Canada needs to build a full strategy on curriculum and training development to move the development of northern specific plants forward as they are very behind the eight ball. This however, cannot be developed from Ottawa, it has to be done by us, the people of the North. There are so many changes needed in developing curriculum content that we could write a book at this point. However, working with the Coasters Association, Commission Scolaire du Littoral and Services Quebec we are have a list of necessary curriculum teaching and student booklets, and one by one in a collaborative way, we are developing these curriculum resources. Again, curriculum development is an area that is severely underfunded.

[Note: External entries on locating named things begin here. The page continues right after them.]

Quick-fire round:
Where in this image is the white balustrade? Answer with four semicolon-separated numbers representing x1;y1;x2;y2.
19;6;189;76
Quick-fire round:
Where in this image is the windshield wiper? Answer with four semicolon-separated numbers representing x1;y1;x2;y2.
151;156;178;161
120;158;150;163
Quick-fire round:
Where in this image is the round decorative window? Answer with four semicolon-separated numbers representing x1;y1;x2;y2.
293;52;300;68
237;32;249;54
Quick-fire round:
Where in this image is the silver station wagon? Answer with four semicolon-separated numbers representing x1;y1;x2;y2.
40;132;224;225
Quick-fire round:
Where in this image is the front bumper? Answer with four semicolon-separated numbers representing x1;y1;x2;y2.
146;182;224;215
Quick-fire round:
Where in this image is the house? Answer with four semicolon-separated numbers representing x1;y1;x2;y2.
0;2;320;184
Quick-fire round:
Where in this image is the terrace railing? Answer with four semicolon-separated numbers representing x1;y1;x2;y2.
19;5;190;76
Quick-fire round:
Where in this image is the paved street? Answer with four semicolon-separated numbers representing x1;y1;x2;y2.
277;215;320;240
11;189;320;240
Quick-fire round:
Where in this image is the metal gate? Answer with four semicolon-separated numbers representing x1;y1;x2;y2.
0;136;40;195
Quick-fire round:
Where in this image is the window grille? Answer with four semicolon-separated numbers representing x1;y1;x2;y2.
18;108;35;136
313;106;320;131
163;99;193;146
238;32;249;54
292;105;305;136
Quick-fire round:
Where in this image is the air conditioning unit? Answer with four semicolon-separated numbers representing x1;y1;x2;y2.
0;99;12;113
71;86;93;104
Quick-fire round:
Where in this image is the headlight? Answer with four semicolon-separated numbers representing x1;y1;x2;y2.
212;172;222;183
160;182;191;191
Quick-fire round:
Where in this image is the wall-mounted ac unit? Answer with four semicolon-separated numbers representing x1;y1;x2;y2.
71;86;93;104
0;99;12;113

So, I guess you are asking yourself what’s next? What do we have to do to advocate for our people that are passionate about this beautiful place we call home, the Lower North Shore? I think we have to move forward with what we have and prove them wrong. We have to believe strongly that we have one of the most valuable territories in the world and develop ourselves because we have been part of the problem waiting for a solution to come from somewhere else when the answers and solutions are within us. We have to change the development language that we are using in the North and we have to start saying the truth that we have the most valuable lands for agriculture and aquaculture development and richest Canadian resource of land and marine plants.

I met the other day with a very wise lady called Dr. Sangeeta Sahi from London and she said something very profound to me "If you continue to accept and let people dictate how you will be developed you are part of the problem you have to stand up together and say this is how the development will work in our territory." She also stated, "sustainability is not a model but a system of values and principles". I agree and I think we have to go back to our traditional knowledge, values, and principles and build a healthy, sustainable, and economically strong Northern Canada.

I can't wait to hear your thoughts and what you think are some of our successes and the next steps in developing the North!!